Investor B on the other hand, is part of a dual income family, with just one school going kid as a dependent. No loan EMIs too. So naturally, he can have a more aggressive asset allocation.
And this is what the problem of 100 minus Age rule has.
It does not give any weightage to the investor’s unique situation.
Robotically reducing your equity allocation just because you’re getting older?
Not the most prudent strategy as people are living longer now and if they have less than adequate amount of equity in their portfolio, they are not going to get the much-needed growth that is imperative to ensure that their portfolio lasts longer than themselves.
The actual asset allocation should also consider factors like the total corpus, its relative size with respect to regular expenses, any scheduled cash outflows for short-term goals. And let us not forget the willingness to take risk as well as the ability to take risk.
Another problem I see in this is that it doesn’t consider the size of investor’s portfolio relative to the regular living expenses.
A 65-year financially independent investor who has a retirement corpus of 45x his annual living expenses and another 5x for regular expenses / liquidity can take a lot more risk than what the formula might tell him.
The 100 minus age rule will tell that this investor should have 35% in equity. But I think that if the investor is willing to take the risk, then 35% is too less for such a scenario. The retirement corpus, which is equal to about 45 times his annual expenses, is not needed for his regular expenses (which are handled via the other corpus of 5x). So here equity can be much higher. So in an undervalued market, it can even be as high as 60-70% equity or even more if the investor is comfortable.
What To Do Then?
The “100 minus age” rule is a very general thumb rule. And as highlighted previously, it may not be suitable for everybody of a particular age.
The biggest flaw with the thumb rule is that it puts every individual in an age group in the same box. And that is stupid!

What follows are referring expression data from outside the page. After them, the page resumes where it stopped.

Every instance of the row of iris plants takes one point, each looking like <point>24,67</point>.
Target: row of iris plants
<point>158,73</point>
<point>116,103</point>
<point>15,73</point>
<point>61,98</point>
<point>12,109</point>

Instead if you are a common investor, then you are better off sticking to the goal-based approach to investing.
Goal-based investing is more scientific, situation-aware and works best when combined with dynamic portfolio strategy to maintain asset allocation.
I have already covered various aspects of it in detail earlier. Some of the links that you may find useful are:
- How to Identify Your Real Financial Goals for investing?
- Download Free Excel Sheet for financial goal setting
- What is Goal based Investing?
- Can a goal based financial plan really help you? A true story
- Professional goal-based financial planning
The best part of this strategy is its simplicity. Depending on your risk profile and goal investment horizon, this strategy tells you how much to invest and in what asset allocation for all of your financial goals.
As you have seen, the thumb rule of 100 minus age isn’t applicable in all scenarios.
The general idea of the rule is that older you get, will have to depend more and more on your investments for your living expenses and hence you should reduce your equity exposure. But that’s it.
There is no use of this thumb rule beyond that.
Rules of thumb in any case are mere approximations and one should not rely on these rules blindly.
So should you use the 100 minus age rule to decide your portfolio asset allocation?
To cut a long story short, if you’re planning out your asset allocation, then its best to forget this rule.
If you have trouble figuring things out, you can even consult an investment advisor to create a goal based financial plan for you.
It works much better and helps you achieve your financial goals. To be fair, it may not be as simple as these thumb rules but it is far more accurate and increases the probability of goal achievement. And that is something that we all want.